I walk because it clears my brain of the worry clouds which often muck things up in there. There is a lot of that. My imagination is on overdrive as of late and walking calms it to only a minimal hum. I can deal with humming. Humming won’t drive me nuts. I walk for the solitude of the matter. When I walk, I slap on some headphones and turn up whatever audiobook I am listening to at the moment (right now it is Margaret Atwood’s The Handmaids Tale) and I fall deep and uninhibitedly into the plot. The story clears away the stress that presses down on me, the same kind of stress that presses down on everyone. It allows me to mull things over and that gives way to the pea green sprouting of ideas, activating the forward thinking part of my brain.

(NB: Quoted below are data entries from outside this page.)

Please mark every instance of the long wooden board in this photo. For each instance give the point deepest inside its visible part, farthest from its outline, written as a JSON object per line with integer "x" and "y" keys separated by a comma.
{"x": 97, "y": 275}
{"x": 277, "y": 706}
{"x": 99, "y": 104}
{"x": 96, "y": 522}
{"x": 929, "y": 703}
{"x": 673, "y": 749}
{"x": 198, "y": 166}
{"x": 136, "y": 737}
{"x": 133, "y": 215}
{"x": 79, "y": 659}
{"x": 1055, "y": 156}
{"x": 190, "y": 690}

When I am in the solitude of a daily walk, while my feet pound dirt clad walking paths, while the branches of trees reach down to greet me as I move deftly under them and the crisp air shrouds the exposed skin of my face I am bucolic. The hastiness, the cram of the daily grind is set to some invented side and an expressive feeling of simplicity slides through me. Before life became so impossibly important. Before newscast articles painted huge red exes upon our brains forever marking us in their forever ways. I walk a little faster now and the boot clop sound of a well-worn shoe smacking against ground sends me trance side.

I am so happy here. Maybe happy isn’t the word to use because I am often happy elsewhere too. The feeling I have for here, this universe I find myself in while I am walking, is something altogether different. It is not to be shared. It is its own entity like the space inside a snow globe. It cannot be touched.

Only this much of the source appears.